PruePhillip
Well-Known Member
Have you read the source presented on the thread? If not, I'll make a TL;DR version: There are no archeological or primary source material that tells of such event in either Egypt, the Sinai desert or Palestine. I would also like to add that the Torah was compiled after the exile in Babylon and that most of Hebrew's mythology and theological thoughts was greatly influenced by the Persian civilisation. A minority of scholar place the Torah has a product of hellenistic influence. it's probable that the Torah wasn't fixed and widely used before the rise of the Hasmonean dynasty since the Elephantine Papyri don't make any mention of such compilation of Hebrew myths and history.
The key word here is "compiled."
Now we don't know if the Torah WAS "compiled" at this time
but one thing is for sure - the post Babylonian Torah was no
different than the late Bronze Age Torah in its content.
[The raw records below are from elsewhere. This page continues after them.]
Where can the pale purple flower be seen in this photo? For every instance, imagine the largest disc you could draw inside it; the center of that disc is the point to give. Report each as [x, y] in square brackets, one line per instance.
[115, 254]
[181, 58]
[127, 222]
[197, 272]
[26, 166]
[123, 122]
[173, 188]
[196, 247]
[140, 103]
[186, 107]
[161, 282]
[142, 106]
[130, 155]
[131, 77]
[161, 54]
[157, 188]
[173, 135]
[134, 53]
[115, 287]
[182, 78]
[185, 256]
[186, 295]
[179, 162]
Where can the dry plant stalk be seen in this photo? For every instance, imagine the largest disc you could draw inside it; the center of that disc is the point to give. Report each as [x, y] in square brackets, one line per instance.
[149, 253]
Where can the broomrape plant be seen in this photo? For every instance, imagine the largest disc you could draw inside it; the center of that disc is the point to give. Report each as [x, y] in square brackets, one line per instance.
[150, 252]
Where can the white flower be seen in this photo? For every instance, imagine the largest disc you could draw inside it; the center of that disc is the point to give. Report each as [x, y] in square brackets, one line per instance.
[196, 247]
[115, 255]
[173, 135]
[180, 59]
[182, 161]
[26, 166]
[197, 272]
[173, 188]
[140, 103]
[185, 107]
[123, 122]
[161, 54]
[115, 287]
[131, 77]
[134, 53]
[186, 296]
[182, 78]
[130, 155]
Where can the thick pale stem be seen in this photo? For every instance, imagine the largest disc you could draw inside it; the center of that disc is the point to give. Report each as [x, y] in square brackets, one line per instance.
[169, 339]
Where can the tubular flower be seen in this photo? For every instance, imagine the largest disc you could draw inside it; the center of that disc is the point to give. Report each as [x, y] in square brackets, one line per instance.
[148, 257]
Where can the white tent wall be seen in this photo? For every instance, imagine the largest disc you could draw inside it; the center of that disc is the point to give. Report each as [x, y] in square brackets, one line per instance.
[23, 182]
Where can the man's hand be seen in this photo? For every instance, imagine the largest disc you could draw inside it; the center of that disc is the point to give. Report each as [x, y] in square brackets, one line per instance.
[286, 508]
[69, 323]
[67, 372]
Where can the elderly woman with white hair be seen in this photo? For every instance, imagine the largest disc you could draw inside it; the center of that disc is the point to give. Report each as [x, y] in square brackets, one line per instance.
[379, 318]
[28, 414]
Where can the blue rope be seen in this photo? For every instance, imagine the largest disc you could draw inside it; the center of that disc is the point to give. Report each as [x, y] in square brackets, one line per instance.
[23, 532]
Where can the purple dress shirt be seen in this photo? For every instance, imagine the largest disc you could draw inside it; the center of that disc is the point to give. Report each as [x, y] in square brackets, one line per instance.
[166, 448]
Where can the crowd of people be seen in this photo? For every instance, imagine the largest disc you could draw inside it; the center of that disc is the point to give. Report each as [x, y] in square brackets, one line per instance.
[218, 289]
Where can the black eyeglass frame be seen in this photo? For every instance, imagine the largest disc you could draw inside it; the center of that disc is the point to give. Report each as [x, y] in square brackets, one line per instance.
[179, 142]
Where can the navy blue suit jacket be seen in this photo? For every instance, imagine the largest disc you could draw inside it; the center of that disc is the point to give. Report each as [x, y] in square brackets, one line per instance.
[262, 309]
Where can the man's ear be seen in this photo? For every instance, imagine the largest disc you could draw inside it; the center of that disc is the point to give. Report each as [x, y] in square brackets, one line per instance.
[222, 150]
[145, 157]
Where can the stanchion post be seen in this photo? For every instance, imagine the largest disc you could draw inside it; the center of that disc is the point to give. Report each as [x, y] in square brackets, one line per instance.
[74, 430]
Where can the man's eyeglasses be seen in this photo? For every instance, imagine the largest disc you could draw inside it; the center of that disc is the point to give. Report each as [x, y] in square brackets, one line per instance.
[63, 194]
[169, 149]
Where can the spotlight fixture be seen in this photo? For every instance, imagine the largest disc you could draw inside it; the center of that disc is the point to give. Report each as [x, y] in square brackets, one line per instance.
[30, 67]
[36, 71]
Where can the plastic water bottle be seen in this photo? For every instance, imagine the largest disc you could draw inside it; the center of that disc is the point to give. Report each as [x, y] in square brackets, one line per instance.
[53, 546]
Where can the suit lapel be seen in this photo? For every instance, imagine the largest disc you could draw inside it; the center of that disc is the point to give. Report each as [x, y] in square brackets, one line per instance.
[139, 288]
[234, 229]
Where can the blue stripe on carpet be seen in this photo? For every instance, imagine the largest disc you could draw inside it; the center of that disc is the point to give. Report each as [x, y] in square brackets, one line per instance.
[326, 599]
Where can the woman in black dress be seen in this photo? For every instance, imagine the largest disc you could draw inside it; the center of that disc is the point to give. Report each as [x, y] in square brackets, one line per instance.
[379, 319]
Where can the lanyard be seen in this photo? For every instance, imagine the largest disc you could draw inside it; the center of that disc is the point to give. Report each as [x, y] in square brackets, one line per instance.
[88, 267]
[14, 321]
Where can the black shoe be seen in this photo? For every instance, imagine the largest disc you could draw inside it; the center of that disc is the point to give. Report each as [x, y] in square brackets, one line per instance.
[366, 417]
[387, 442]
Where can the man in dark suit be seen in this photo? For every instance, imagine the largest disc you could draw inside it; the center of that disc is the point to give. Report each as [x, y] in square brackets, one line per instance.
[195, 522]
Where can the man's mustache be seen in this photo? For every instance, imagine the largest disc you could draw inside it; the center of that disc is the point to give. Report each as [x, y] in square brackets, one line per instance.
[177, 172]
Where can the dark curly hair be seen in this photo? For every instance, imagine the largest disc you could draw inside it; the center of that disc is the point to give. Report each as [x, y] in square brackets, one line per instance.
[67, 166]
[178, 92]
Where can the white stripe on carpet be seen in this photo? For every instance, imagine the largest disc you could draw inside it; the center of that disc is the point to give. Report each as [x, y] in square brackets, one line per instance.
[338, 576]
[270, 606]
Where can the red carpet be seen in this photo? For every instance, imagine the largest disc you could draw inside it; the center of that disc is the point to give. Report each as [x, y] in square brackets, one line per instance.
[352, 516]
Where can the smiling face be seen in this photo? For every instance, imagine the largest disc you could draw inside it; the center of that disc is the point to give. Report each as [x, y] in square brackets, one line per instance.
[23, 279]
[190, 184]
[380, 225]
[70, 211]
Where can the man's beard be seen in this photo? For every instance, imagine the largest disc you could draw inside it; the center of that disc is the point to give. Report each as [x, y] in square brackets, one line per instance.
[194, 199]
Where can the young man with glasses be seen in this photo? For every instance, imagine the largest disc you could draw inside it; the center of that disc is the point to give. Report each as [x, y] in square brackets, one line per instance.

Proof? 1 Samuel tells the story of the cultic center of Shiloh.
It was overrun by the Philistines and the Ark of Covenant
was taken. Remember the Ark? It was THE central part of
the 40 year Exodus from Egypt.
Well archaeologists have excavated Shiloh. They found
one of the "horns of the altar". They found sacrificial animal
bones - cut on the right side as Moses told them to. And
they found the destruction, just as Samuel said.
So how did Babylonian Jews make up this story if it didn't
happen a thousand years earlier?
And you see this sort of thing all through the Old Testament.
Strange cultural happenings that didn't make any sense to
the Jews of Babylonian times, but which turned up in modern
excavations.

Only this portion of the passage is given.